Does t2 43t 5 5t2 2t form a basis for P2 Why or why notSo

Does {t^2 - 4,3t + 5, 5t^2 - 2t} form a basis for P_2? Why or why not?

Solution

Yes.

(t²-4, 3t+5, 5t²-2t) forms a basis for p2.

It has three elements and can be shown to be a spanning set and we can say it is linearly independent set.
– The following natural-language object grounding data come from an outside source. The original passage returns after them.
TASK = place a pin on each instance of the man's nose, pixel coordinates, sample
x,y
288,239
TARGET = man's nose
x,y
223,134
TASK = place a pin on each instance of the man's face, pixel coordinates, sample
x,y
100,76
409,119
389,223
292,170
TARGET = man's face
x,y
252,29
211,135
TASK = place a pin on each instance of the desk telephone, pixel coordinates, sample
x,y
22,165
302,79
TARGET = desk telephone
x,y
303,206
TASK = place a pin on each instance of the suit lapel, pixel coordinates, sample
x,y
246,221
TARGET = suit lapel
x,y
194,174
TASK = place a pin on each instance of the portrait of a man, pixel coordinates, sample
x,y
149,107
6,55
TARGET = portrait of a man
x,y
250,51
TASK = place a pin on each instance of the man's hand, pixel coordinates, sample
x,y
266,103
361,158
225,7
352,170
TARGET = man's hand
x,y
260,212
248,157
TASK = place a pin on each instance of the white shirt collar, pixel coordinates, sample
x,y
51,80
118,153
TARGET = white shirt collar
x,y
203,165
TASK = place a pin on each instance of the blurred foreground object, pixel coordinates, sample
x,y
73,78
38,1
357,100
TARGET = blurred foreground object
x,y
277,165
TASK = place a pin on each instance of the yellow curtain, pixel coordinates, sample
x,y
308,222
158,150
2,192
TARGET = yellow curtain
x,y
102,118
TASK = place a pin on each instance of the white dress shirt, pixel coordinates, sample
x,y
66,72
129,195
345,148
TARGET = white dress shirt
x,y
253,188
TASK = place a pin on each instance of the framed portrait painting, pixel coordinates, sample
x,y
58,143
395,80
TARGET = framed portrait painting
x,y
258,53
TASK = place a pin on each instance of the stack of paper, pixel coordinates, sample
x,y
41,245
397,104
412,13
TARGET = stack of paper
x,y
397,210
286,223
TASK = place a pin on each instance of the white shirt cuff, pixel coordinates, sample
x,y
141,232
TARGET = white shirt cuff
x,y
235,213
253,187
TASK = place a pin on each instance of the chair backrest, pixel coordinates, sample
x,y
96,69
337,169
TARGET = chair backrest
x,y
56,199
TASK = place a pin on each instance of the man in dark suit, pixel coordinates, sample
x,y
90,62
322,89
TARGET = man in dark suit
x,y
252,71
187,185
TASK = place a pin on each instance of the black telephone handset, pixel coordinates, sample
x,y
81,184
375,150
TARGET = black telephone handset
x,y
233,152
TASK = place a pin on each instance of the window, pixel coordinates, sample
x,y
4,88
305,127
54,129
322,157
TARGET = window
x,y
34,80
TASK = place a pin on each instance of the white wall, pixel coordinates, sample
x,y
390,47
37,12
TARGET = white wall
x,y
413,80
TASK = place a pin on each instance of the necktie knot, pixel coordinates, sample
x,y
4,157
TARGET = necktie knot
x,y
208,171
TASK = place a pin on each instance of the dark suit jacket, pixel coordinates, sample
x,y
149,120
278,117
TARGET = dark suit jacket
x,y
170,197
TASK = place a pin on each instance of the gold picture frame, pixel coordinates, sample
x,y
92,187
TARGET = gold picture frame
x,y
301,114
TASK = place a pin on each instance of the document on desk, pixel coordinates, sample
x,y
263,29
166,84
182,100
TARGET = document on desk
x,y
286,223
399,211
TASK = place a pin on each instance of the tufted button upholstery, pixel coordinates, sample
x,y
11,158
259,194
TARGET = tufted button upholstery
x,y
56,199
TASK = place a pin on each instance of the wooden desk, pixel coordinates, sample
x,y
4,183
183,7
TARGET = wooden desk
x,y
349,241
Proving the set is linearly independent set:

a(t²-4) + b(3t+5) + c(5t²-2t) = 0

t²(a+5c) + t(3b-2c) + (-4a+5b) = 0

this means that

a+5c = 0 ------(1)

3b-2c = 0 ------(2)

-4a+5b = 0 ------(3)

By solving eq(1) and (2)

4a + +20c = 0

-4a +5b = 0

---------------------------

5b + 20c = 0 ------(4)

---------------------------

by solving eq (2) and (4)

30b - 20c = 0

5b + 20c = 0

--------------------

35b = 0

---------------------

this implies b = 0

plugging b into the eq(4) gives us c = 0 and plugging c = 0 into the first equation gives us a = 0.

thus a = b = c = 0.

therefore (t²-4, 3t+5, 5t²-2t) is linearly independent set.

Hence (t²-4, 3t+5, 5t²-2t) forms a basis for P2.